The Emperor spent that day in the Abbey, and rose very early the next morning, January 4th, as on that day he was to go to Paris. But before he set off he was carried again into the church, where he asked to see the tombs of the kings, especially of Jean and of Philippe de Valois and his wife, Jeanne de Bourgogne. For he was the son of the gallant King of Bohemia, who died at Crécy; his sister, Bonne, was the first wife of Jean, and he himself had been brought up in the court of Philippe de Valois and Jeanne de Bourgogne. As he remarked, “his youth had been nourished in their hostel and much good they had done to him.”[82] And he called the Abbot and monks and begged them to pray to God for the “bons seigneurs et dames qui gisoient là.” Then, with much state and ceremony, he began his journey to Paris, to visit once more the splendid scenes of those far-off days and the children of those, who had been the friends and companions of his youth. And he said that more than any creature on earth he desired to see the King and Queen and their children, and then let God take him, for he would willingly die.

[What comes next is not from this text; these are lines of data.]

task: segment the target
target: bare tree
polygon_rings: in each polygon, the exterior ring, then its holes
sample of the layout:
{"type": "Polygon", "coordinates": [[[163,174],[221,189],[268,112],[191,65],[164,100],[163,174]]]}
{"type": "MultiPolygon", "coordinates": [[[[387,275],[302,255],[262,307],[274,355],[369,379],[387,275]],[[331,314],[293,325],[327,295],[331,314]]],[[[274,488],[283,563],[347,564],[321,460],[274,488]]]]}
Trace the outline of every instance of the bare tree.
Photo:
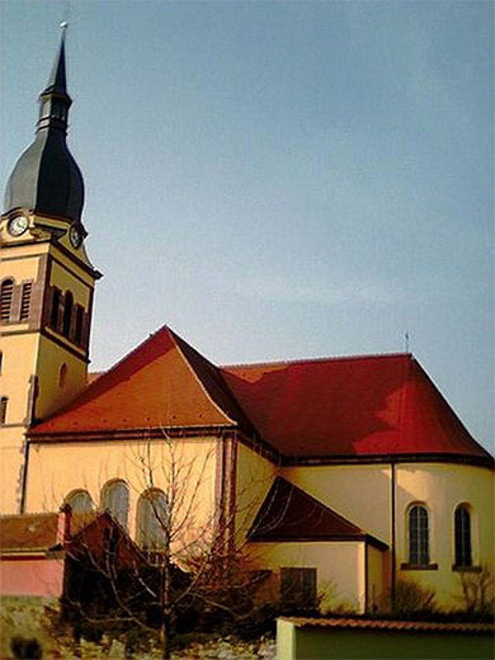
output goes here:
{"type": "Polygon", "coordinates": [[[242,620],[269,572],[255,570],[246,535],[236,533],[234,519],[238,525],[248,511],[231,506],[232,493],[213,493],[214,447],[191,455],[164,432],[160,447],[145,442],[131,459],[139,475],[136,543],[118,523],[101,552],[79,539],[65,605],[79,623],[158,630],[168,659],[178,624],[200,612],[242,620]]]}

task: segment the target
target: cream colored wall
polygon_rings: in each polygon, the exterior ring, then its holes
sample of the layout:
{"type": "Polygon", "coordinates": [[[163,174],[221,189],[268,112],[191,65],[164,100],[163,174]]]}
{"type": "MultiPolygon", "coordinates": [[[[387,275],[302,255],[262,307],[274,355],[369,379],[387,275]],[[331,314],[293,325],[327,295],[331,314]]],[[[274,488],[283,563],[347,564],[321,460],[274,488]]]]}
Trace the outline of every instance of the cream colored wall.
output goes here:
{"type": "Polygon", "coordinates": [[[368,610],[370,612],[386,609],[388,594],[388,551],[383,552],[368,544],[368,610]]]}
{"type": "Polygon", "coordinates": [[[0,513],[18,513],[24,463],[24,429],[0,428],[0,513]]]}
{"type": "Polygon", "coordinates": [[[320,610],[339,608],[365,610],[364,543],[249,543],[247,552],[253,566],[276,574],[280,568],[316,568],[320,610]]]}
{"type": "Polygon", "coordinates": [[[276,465],[241,442],[237,444],[236,529],[242,543],[278,473],[276,465]]]}
{"type": "Polygon", "coordinates": [[[40,374],[36,416],[41,419],[59,410],[86,384],[86,362],[44,336],[40,337],[36,372],[40,374]],[[60,370],[64,364],[67,378],[61,386],[60,370]]]}
{"type": "Polygon", "coordinates": [[[120,478],[129,487],[129,531],[133,537],[138,498],[152,486],[166,492],[169,502],[174,498],[173,527],[183,521],[187,538],[204,535],[203,531],[211,531],[216,513],[219,446],[213,438],[170,443],[110,440],[34,444],[30,453],[26,512],[57,510],[69,493],[80,488],[87,490],[98,506],[104,486],[120,478]]]}
{"type": "Polygon", "coordinates": [[[462,605],[461,577],[452,570],[454,512],[471,508],[473,561],[494,570],[494,473],[486,468],[447,463],[398,465],[396,475],[397,578],[433,589],[444,607],[462,605]],[[407,512],[414,503],[426,505],[430,524],[430,556],[437,570],[403,570],[409,560],[407,512]]]}
{"type": "Polygon", "coordinates": [[[302,466],[280,473],[368,533],[391,543],[389,465],[302,466]]]}

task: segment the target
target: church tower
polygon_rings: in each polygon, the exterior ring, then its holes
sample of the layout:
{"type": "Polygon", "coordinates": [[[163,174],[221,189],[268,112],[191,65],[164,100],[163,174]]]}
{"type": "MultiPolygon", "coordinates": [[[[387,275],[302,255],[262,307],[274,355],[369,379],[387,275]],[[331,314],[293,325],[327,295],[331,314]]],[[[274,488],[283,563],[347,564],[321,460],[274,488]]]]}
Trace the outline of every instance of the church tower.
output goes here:
{"type": "Polygon", "coordinates": [[[23,510],[26,429],[86,383],[101,277],[86,252],[84,183],[66,144],[65,33],[40,96],[34,140],[7,182],[0,218],[0,513],[23,510]]]}

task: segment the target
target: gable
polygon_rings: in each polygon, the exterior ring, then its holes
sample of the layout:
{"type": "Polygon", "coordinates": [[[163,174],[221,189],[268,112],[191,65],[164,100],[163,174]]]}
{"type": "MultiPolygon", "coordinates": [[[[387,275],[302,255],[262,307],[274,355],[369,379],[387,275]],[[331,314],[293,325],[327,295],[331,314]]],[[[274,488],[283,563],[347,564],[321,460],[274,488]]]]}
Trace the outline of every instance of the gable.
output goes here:
{"type": "Polygon", "coordinates": [[[236,424],[215,368],[185,344],[162,328],[30,435],[236,424]]]}

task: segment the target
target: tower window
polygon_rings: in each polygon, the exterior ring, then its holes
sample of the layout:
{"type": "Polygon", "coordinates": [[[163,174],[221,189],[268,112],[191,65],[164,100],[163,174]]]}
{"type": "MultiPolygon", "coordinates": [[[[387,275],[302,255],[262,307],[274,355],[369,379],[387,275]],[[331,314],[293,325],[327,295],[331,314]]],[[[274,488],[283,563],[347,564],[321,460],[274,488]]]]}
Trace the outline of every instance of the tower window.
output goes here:
{"type": "Polygon", "coordinates": [[[50,325],[55,330],[59,327],[59,309],[60,308],[60,289],[53,288],[51,294],[51,314],[50,315],[50,325]]]}
{"type": "Polygon", "coordinates": [[[5,424],[7,419],[7,405],[9,402],[8,397],[0,398],[0,424],[5,424]]]}
{"type": "Polygon", "coordinates": [[[82,321],[84,317],[84,309],[81,305],[76,305],[76,328],[74,332],[74,341],[81,344],[82,340],[82,321]]]}
{"type": "Polygon", "coordinates": [[[455,510],[454,537],[455,565],[464,567],[472,566],[471,515],[469,510],[465,504],[461,504],[455,510]]]}
{"type": "Polygon", "coordinates": [[[22,292],[20,295],[20,316],[21,321],[26,321],[29,318],[29,310],[31,306],[31,290],[32,289],[32,282],[26,282],[22,284],[22,292]]]}
{"type": "Polygon", "coordinates": [[[62,324],[62,334],[67,338],[71,333],[71,321],[72,321],[72,309],[73,298],[70,291],[65,294],[63,308],[63,322],[62,324]]]}
{"type": "Polygon", "coordinates": [[[65,498],[65,504],[73,511],[91,511],[93,508],[93,501],[87,490],[73,490],[65,498]]]}
{"type": "Polygon", "coordinates": [[[9,323],[10,321],[13,292],[14,280],[4,280],[0,288],[0,318],[3,323],[9,323]]]}
{"type": "Polygon", "coordinates": [[[419,504],[409,510],[409,563],[415,566],[430,563],[428,511],[419,504]]]}

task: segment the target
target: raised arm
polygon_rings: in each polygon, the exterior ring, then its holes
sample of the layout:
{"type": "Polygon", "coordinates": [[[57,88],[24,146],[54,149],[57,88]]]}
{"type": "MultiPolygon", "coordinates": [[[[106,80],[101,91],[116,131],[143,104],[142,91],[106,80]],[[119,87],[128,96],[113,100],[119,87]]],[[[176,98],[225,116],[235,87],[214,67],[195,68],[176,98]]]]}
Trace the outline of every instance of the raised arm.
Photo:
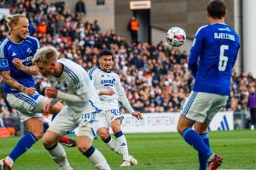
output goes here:
{"type": "Polygon", "coordinates": [[[22,61],[18,58],[15,58],[13,63],[17,69],[19,69],[20,71],[26,74],[32,75],[32,76],[37,76],[39,74],[39,69],[38,66],[36,65],[26,66],[22,64],[22,61]]]}
{"type": "Polygon", "coordinates": [[[20,82],[15,81],[14,78],[10,76],[9,71],[0,71],[1,76],[3,76],[3,81],[9,85],[11,88],[15,88],[20,92],[23,92],[28,95],[32,95],[36,89],[34,88],[26,88],[21,85],[20,82]]]}

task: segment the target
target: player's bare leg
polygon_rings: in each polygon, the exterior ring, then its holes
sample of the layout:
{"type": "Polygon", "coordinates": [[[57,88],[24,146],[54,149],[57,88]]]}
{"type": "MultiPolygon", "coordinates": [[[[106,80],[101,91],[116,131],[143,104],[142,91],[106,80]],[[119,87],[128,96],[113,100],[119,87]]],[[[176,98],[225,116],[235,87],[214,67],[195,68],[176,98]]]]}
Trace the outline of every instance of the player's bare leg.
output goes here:
{"type": "Polygon", "coordinates": [[[122,152],[119,149],[119,146],[115,139],[111,138],[109,134],[109,128],[100,128],[98,129],[98,134],[101,137],[101,139],[107,144],[107,145],[116,153],[122,156],[122,152]]]}
{"type": "Polygon", "coordinates": [[[80,152],[88,157],[96,168],[101,170],[111,169],[103,155],[92,145],[92,140],[89,137],[78,136],[77,146],[80,152]]]}
{"type": "Polygon", "coordinates": [[[69,165],[64,148],[59,144],[61,137],[57,133],[48,130],[44,134],[42,142],[44,148],[49,151],[52,159],[63,170],[73,170],[69,165]]]}

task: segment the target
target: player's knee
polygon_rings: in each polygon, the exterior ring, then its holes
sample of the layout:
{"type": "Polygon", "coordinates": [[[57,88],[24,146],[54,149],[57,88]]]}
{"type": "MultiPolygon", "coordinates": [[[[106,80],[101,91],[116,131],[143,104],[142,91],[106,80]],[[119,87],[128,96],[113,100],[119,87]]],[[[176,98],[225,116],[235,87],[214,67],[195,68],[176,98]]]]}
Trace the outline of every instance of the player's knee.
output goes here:
{"type": "Polygon", "coordinates": [[[77,140],[77,147],[80,152],[84,153],[92,145],[92,141],[90,139],[77,140]]]}
{"type": "Polygon", "coordinates": [[[42,142],[46,149],[52,148],[54,145],[55,145],[55,143],[46,136],[44,136],[44,138],[42,139],[42,142]]]}
{"type": "Polygon", "coordinates": [[[177,124],[177,132],[181,134],[181,133],[183,132],[184,128],[182,127],[180,124],[177,124]]]}
{"type": "Polygon", "coordinates": [[[120,128],[119,125],[113,125],[113,126],[112,127],[112,130],[113,130],[113,133],[116,133],[121,131],[121,128],[120,128]]]}
{"type": "Polygon", "coordinates": [[[109,137],[108,131],[105,129],[99,129],[98,134],[100,135],[101,139],[102,139],[103,140],[109,137]]]}
{"type": "Polygon", "coordinates": [[[57,114],[61,110],[62,108],[63,105],[61,102],[58,102],[50,107],[50,112],[53,114],[57,114]]]}
{"type": "Polygon", "coordinates": [[[43,131],[32,132],[32,133],[38,139],[40,139],[44,135],[43,131]]]}

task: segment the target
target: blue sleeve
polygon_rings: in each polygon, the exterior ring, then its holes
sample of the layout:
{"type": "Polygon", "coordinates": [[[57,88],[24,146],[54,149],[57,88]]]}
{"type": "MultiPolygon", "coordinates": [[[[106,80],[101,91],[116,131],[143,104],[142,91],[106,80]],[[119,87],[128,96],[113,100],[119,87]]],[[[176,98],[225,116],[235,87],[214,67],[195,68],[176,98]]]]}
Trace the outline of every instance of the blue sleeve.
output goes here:
{"type": "Polygon", "coordinates": [[[9,65],[8,61],[8,54],[3,46],[0,46],[0,71],[9,71],[9,65]]]}
{"type": "Polygon", "coordinates": [[[35,52],[37,52],[38,51],[38,49],[39,49],[40,48],[40,43],[39,43],[39,41],[38,41],[38,38],[36,38],[36,37],[29,37],[31,39],[32,39],[32,48],[33,48],[33,49],[35,50],[35,52]]]}
{"type": "Polygon", "coordinates": [[[193,75],[195,77],[198,65],[197,61],[198,58],[201,53],[204,42],[204,33],[203,29],[200,28],[195,34],[195,37],[194,39],[192,48],[190,49],[190,54],[189,58],[189,68],[193,75]]]}

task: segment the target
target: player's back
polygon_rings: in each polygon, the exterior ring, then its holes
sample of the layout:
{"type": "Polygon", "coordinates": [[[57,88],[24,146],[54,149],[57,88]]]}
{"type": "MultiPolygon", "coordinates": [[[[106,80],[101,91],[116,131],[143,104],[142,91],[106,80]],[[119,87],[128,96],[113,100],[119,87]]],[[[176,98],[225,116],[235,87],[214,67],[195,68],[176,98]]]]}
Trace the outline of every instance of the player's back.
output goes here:
{"type": "MultiPolygon", "coordinates": [[[[31,75],[18,70],[13,64],[13,60],[18,58],[26,66],[32,65],[32,60],[37,50],[40,48],[38,40],[27,37],[20,43],[15,43],[9,37],[5,38],[0,46],[0,69],[10,71],[10,76],[26,87],[34,87],[34,81],[31,75]]],[[[3,93],[15,93],[17,90],[3,83],[3,93]]]]}
{"type": "Polygon", "coordinates": [[[66,101],[67,105],[76,112],[101,110],[100,98],[84,68],[67,59],[61,59],[58,62],[63,65],[63,73],[60,77],[49,77],[51,85],[63,93],[75,95],[84,94],[84,97],[80,103],[66,101]]]}
{"type": "Polygon", "coordinates": [[[117,83],[119,82],[119,76],[113,71],[104,71],[99,67],[93,67],[89,71],[90,80],[97,91],[113,90],[113,95],[100,95],[104,110],[119,109],[119,93],[117,83]]]}
{"type": "MultiPolygon", "coordinates": [[[[230,76],[240,47],[236,31],[224,24],[201,28],[196,37],[201,38],[199,68],[194,91],[229,95],[230,76]]],[[[191,54],[197,47],[192,47],[191,54]]]]}

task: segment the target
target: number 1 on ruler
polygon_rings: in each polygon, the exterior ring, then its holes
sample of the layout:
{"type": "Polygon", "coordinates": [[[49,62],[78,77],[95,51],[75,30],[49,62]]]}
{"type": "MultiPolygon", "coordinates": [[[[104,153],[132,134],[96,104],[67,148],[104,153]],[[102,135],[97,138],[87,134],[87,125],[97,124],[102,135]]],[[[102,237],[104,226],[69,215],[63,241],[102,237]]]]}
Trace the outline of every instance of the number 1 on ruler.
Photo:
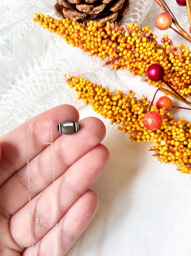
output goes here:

The Emperor got out of his litter and entered Paris mounted on a black horse richly caparisoned with the arms of France, sent him by the King his nephew, who came out to meet him mounted on a tall white charger wearing a scarlet robe, mantle and hat covered with pearls, with a great train of nobles and chevaliers gorgeously dressed attended by their followers wearing their liveries, the officers of the households of the King and the Dauphin in immense numbers dressed according to their grades. The King had sent a proclamation the day before that no one should dare (que nul ne fust tant hardi) to take up the space in the grant rue by coming to the palace with carts or people, and no one should move from the places where they had put themselves to see the King and Emperor pass. None were allowed to come into the town, and many of the inhabitants had to stay outside in the fields, while sergeants-at-arms were posted in the streets, and thirty of them with swords and maces rode before the King’s bodyguard. The King of France, the Emperor and the King of the Romans rode into Paris side by side in this magnificent procession, and it was three o’clock when they arrived at the marble steps of the palace, when the Emperor, who could hardly hold himself up from the gout, was placed in a chair covered with cloth of gold and with much honour and ceremony conducted to the apartment prepared for him.